About 20 years ago when my son was small (he's now 23, 6'1", and home for just a few days), he left one of his plastic dinosaurs on my desk next to my little wooden ark. I was struck with the symbolism: the dinosaur had missed the boat.
Today I finished reading Tracy Chevalier's 2009 novel, Remarkable Creatures, based on historical accounts of the lives of two women who collected fossils on the beaches near Lyme, England in the early 19th century. Fossils that did not resemble living organisms created a religious challenge, since church teachings insisted that God had only created perfect creatures and would not have caused any of them to become extinct. An early explanation was that perhaps Noah had not taken all animals on board the ark. But many believed that fossil hunting was sacrilegious. I was inspired to don a pair of Noah's ark earrings, a gift from my mother-in-law.

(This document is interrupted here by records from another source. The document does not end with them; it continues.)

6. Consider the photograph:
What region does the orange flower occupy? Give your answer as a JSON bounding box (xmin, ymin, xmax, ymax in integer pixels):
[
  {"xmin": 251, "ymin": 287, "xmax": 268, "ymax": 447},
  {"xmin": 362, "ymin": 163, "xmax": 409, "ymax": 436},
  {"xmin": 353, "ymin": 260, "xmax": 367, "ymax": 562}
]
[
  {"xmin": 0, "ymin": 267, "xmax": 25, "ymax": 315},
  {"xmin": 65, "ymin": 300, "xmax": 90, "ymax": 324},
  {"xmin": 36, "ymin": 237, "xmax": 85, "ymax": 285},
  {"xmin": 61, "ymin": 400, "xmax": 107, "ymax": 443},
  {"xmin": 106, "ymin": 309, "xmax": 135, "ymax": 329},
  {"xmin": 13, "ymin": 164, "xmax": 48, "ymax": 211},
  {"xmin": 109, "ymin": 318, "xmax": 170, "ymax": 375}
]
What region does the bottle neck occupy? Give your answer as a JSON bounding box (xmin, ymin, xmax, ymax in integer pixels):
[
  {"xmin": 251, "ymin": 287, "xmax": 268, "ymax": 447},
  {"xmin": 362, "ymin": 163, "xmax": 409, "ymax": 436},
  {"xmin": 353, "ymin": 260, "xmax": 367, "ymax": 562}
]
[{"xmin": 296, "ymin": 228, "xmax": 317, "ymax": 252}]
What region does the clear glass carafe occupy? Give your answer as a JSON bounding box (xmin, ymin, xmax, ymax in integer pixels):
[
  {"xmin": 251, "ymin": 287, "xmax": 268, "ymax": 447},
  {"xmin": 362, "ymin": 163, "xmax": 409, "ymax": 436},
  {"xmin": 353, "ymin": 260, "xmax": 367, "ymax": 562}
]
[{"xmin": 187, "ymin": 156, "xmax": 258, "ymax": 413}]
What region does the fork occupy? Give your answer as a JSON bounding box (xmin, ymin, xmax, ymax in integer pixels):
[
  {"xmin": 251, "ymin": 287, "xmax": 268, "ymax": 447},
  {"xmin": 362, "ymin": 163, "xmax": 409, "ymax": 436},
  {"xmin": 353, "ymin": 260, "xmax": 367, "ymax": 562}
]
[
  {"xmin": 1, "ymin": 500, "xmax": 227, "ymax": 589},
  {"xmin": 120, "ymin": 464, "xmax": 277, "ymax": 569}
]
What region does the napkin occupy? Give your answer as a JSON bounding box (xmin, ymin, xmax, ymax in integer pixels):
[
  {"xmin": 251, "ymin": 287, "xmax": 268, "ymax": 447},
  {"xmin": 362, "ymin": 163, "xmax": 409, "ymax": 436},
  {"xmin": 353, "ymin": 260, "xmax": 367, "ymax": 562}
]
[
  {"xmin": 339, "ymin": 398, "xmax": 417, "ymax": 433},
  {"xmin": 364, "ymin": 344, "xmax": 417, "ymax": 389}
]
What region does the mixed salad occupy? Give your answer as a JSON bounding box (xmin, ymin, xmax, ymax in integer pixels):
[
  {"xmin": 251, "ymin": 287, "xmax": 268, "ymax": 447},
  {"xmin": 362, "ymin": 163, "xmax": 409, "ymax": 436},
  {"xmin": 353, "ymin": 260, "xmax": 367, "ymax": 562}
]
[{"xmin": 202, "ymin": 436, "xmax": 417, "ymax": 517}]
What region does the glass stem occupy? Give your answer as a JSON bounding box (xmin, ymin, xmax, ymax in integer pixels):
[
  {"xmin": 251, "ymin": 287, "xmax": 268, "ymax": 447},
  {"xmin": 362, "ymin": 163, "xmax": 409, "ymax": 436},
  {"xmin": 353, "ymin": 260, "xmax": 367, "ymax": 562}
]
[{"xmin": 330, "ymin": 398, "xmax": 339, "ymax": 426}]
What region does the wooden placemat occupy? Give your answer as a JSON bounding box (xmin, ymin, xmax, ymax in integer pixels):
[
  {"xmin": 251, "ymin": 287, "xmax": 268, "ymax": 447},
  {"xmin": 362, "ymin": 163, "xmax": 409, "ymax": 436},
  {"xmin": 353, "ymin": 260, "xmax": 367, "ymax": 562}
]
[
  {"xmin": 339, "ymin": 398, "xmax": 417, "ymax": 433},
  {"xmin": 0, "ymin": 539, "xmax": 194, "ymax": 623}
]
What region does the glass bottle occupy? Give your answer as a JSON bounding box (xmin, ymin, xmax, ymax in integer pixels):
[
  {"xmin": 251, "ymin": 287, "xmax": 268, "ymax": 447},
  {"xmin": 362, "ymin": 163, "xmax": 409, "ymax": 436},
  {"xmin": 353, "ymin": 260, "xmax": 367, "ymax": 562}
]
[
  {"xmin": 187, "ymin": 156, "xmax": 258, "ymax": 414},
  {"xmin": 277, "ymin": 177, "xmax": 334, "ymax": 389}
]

As often happens when the world an author crafts inspires my imagination, I became so attached to Elizabeth Philpot and Mary Anning that I find myself missing them and the fossil beds of Lyme Regis. I am grateful for this glimpse into the 200-year-old questioning of religious dogma. Scientific evidence led people to question established beliefs--slowly, uncertainly, faithfully. Today, many Americans choose creationism over evolution, longing for the comfort of God's perfect creation.
Mary Anning's discovery of plesiosaurs and ichthyosaurs unsettled her world. I'm grateful that Tracy Chevalier used her story to help me understand why people turn away from such remarkable creatures.